Impressive how MacFarquhar entertains and educates The New Yorker reader about both hospice and the life of a hospice nurse, topics not usually given such high visibility. It’s the attention to Heather’s interactions with her patients that I so enjoyed reading. You see, I once worked as a hospice admissions nurse. The immediacy of connection with the patient and family could be overwhelming. I never knew what I would find with each new admission—anxiety, fear, apprehension resided in most households. The caregivers, who could be spouses, friends, siblings, adult children, and parents, had to learn about medications, side effects, how to care for the patient, and be prepared for the final outcome, death. It was not a time to rush with instructions. I knew that assessing strengths and shortcomings of the family unit would save problems later on.

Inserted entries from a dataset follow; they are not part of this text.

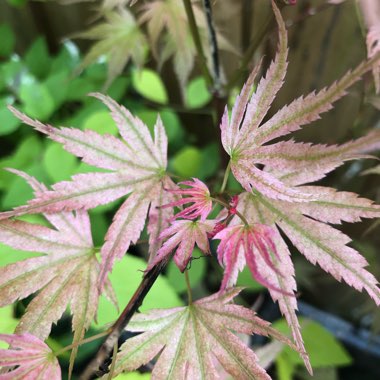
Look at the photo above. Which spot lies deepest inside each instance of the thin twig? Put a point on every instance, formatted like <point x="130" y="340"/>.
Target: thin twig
<point x="247" y="58"/>
<point x="135" y="302"/>
<point x="197" y="41"/>
<point x="213" y="45"/>
<point x="188" y="286"/>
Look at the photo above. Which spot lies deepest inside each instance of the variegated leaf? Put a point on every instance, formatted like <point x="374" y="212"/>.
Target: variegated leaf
<point x="28" y="358"/>
<point x="190" y="339"/>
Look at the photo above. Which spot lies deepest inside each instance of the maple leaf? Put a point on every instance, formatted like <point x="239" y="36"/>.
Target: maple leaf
<point x="138" y="163"/>
<point x="305" y="225"/>
<point x="119" y="38"/>
<point x="196" y="193"/>
<point x="183" y="236"/>
<point x="170" y="35"/>
<point x="190" y="339"/>
<point x="275" y="196"/>
<point x="244" y="134"/>
<point x="33" y="358"/>
<point x="371" y="15"/>
<point x="65" y="275"/>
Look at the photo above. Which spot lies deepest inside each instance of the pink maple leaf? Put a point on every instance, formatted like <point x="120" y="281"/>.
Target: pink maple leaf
<point x="240" y="245"/>
<point x="33" y="358"/>
<point x="65" y="274"/>
<point x="276" y="193"/>
<point x="137" y="163"/>
<point x="183" y="235"/>
<point x="198" y="194"/>
<point x="244" y="133"/>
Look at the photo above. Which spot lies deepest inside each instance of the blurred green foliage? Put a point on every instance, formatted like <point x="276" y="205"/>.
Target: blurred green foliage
<point x="52" y="89"/>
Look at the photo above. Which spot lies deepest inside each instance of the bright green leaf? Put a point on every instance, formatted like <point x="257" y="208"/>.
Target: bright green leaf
<point x="7" y="323"/>
<point x="246" y="280"/>
<point x="197" y="94"/>
<point x="133" y="376"/>
<point x="126" y="277"/>
<point x="8" y="122"/>
<point x="27" y="153"/>
<point x="37" y="100"/>
<point x="7" y="39"/>
<point x="58" y="84"/>
<point x="187" y="162"/>
<point x="148" y="84"/>
<point x="101" y="122"/>
<point x="37" y="59"/>
<point x="324" y="350"/>
<point x="58" y="163"/>
<point x="210" y="161"/>
<point x="19" y="192"/>
<point x="196" y="273"/>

I loved my job.
One day, the supervisor pulled me aside before I left to see my first patient. In the chill of an empty hallway, she told me I was too slow. Not that I was performing poorly, but that I was too slow.
I knew “too slow” meant that I was costing the organization money. But I also knew I was doing a good job as evidenced by the frequency of hugs I received from the family/caregivers before I left, and the appreciation from the nurses who took over the care of those I had admitted and went out of their way to tell me, “the caregivers are always so well informed.”

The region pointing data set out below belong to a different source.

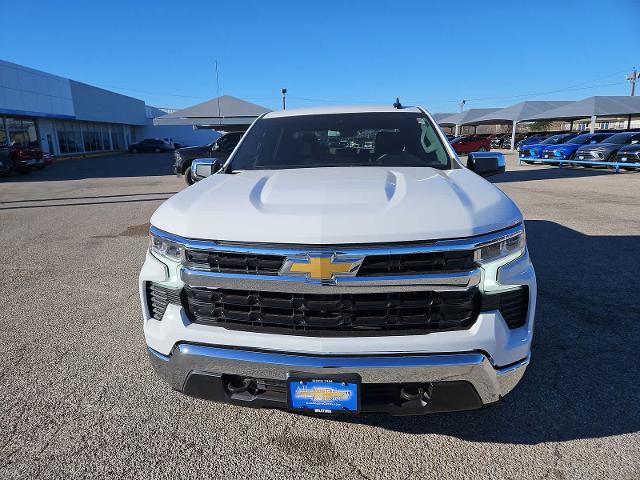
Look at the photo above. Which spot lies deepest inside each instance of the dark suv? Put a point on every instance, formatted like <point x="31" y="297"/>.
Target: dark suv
<point x="220" y="149"/>
<point x="150" y="145"/>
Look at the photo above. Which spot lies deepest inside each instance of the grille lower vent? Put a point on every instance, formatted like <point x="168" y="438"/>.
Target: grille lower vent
<point x="159" y="297"/>
<point x="513" y="305"/>
<point x="339" y="314"/>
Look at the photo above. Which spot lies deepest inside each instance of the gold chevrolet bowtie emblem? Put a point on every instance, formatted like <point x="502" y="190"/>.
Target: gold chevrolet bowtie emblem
<point x="323" y="267"/>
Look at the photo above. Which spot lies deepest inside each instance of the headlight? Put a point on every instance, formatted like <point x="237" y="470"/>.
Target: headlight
<point x="166" y="248"/>
<point x="501" y="248"/>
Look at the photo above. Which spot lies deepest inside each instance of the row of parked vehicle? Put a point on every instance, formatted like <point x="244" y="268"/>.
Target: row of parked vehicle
<point x="620" y="147"/>
<point x="16" y="160"/>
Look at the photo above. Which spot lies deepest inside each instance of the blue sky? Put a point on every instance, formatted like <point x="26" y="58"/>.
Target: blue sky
<point x="493" y="53"/>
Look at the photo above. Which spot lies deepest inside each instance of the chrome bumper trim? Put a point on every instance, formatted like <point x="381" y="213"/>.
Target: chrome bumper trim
<point x="296" y="284"/>
<point x="491" y="383"/>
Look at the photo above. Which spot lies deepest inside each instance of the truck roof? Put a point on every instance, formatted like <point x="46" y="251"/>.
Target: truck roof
<point x="340" y="109"/>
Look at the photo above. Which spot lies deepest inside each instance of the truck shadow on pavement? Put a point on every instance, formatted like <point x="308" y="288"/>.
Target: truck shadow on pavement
<point x="553" y="172"/>
<point x="583" y="378"/>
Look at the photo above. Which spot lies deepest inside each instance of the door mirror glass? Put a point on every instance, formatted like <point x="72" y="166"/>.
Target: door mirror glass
<point x="204" y="167"/>
<point x="486" y="164"/>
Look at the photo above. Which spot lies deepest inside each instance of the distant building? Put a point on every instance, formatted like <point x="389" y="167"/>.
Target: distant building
<point x="63" y="116"/>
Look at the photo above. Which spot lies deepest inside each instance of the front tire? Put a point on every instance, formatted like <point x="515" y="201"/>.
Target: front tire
<point x="187" y="176"/>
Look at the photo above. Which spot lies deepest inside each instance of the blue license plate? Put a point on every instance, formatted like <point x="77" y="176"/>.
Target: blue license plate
<point x="324" y="395"/>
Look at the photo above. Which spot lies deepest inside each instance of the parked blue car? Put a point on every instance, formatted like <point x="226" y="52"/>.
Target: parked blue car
<point x="568" y="150"/>
<point x="531" y="153"/>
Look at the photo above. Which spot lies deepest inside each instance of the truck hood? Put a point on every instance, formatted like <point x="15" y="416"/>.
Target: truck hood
<point x="338" y="206"/>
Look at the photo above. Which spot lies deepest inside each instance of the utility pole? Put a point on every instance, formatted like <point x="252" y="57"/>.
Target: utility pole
<point x="457" y="129"/>
<point x="632" y="77"/>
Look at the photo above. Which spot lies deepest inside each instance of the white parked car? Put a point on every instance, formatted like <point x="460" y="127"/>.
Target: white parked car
<point x="311" y="275"/>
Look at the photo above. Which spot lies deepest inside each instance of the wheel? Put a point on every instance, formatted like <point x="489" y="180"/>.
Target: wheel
<point x="187" y="176"/>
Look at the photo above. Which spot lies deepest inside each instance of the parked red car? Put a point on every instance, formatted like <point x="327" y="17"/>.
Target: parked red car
<point x="471" y="143"/>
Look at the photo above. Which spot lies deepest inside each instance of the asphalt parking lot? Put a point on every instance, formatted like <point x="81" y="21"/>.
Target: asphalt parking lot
<point x="78" y="397"/>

It saddened me that management didn’t appreciate my efforts. I didn’t want to work for an organization that valued the bottom line over patient/family satisfaction.
And since I didn’t want to be faster, I quit.
It’s clear MacFarquhar’s did her homework, depicting the specialness of hospice and a nurse who chose to work there. Hospice is not the same as an acute care hospital. The patient and family needs are different and there is no need for hurried nursing care. What is necessary is a nurse who lingers.